Compounding the business decision-making process are political considerations. We have a president who has already delayed the employer mandate for a year, SHOP exchanges for a year, and, most recently, deferred the sign-up period for 2015 until after the mid-term elections in 2014. What’s to prevent an additional deferment of other ACA aspects into 2015 if the administration senses voter outrage building when renewal statements come due next Oct. 1—
five weeks before elections that could tip control of the Senate to Republicans?
At that point, there could be enormous pressure on Democrats to make drastic alterations to the law, join GOP efforts to repeal it outright, or press for additional delays to get past the elections. But every one of those potential outcomes builds even more uncertainty into a business climate fraught with it for years—with predictable effects on economic growth.

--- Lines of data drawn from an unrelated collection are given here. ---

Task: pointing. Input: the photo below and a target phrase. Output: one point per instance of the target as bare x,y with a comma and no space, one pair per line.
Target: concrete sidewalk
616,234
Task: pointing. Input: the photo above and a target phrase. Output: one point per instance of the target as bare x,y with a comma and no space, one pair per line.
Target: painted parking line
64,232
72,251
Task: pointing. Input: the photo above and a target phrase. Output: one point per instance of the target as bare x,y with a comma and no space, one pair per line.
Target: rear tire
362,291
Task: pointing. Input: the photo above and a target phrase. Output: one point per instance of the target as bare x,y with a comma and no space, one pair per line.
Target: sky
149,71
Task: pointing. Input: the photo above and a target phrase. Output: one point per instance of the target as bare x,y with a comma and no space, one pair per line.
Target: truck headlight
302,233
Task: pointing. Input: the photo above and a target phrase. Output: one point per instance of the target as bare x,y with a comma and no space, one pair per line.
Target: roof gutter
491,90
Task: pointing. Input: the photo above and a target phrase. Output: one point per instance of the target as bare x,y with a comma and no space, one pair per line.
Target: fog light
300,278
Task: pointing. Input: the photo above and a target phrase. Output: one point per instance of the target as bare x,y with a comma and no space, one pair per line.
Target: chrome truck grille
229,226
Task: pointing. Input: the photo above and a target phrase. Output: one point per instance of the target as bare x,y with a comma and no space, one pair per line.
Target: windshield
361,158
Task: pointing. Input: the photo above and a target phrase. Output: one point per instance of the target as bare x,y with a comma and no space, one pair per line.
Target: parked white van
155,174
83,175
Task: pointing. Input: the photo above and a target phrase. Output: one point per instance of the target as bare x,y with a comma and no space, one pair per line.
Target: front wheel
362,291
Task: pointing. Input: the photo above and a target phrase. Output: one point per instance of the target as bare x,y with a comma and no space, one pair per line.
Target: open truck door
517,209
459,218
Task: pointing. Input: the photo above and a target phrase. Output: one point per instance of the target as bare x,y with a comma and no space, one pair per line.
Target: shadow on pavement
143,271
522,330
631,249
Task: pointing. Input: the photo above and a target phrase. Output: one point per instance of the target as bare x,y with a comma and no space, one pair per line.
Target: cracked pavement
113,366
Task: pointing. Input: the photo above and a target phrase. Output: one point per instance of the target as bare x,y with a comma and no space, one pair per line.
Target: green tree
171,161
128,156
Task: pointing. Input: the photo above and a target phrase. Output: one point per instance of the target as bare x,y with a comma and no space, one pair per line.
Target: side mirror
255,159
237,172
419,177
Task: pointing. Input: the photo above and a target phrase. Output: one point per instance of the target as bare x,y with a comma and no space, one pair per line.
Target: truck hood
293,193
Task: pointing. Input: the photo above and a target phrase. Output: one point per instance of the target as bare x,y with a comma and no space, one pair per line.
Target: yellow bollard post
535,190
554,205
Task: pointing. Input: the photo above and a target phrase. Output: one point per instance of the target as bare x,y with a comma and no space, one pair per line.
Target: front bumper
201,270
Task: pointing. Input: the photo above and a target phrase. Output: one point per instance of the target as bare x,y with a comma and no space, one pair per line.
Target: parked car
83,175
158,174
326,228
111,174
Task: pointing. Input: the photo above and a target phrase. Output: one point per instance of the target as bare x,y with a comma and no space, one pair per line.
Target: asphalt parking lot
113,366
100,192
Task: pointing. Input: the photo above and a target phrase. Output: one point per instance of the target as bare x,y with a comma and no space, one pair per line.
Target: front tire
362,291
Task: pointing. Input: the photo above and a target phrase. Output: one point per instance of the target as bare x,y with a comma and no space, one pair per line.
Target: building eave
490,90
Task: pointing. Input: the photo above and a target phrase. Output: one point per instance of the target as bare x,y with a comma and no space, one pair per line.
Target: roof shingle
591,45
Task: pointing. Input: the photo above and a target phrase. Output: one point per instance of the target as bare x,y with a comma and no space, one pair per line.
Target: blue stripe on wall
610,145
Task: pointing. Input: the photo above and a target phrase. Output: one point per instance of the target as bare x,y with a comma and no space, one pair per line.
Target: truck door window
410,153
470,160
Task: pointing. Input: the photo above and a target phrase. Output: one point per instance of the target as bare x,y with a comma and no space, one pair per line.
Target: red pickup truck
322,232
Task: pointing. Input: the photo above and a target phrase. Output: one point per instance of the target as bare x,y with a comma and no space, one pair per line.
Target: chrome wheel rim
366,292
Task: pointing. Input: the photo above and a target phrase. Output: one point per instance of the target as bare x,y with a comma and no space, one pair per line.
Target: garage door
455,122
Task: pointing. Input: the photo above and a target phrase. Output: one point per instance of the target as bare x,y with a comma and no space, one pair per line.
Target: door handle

As a practical matter, said Lynxspring’s Dziurawiec, “the longer they push it off, the better it is for us. Our goal is to sell systems, make money and grow, and we want to con-tinue to be a company that is successful.”
Once the rules are in place, though, leadership will deal with them, she said. “The nice thing about being a small company is we can move quickly, so changes in market, changes in the law, we can absorb pretty quickly. We don’t put a lot of time into thinking ‘If X happens, then we do Y.’ We say this is how we want to run things, this is the impact, and are we going to change because of it, no or yes,” Dziurawiec said.
“But we’re not going to let it run us.”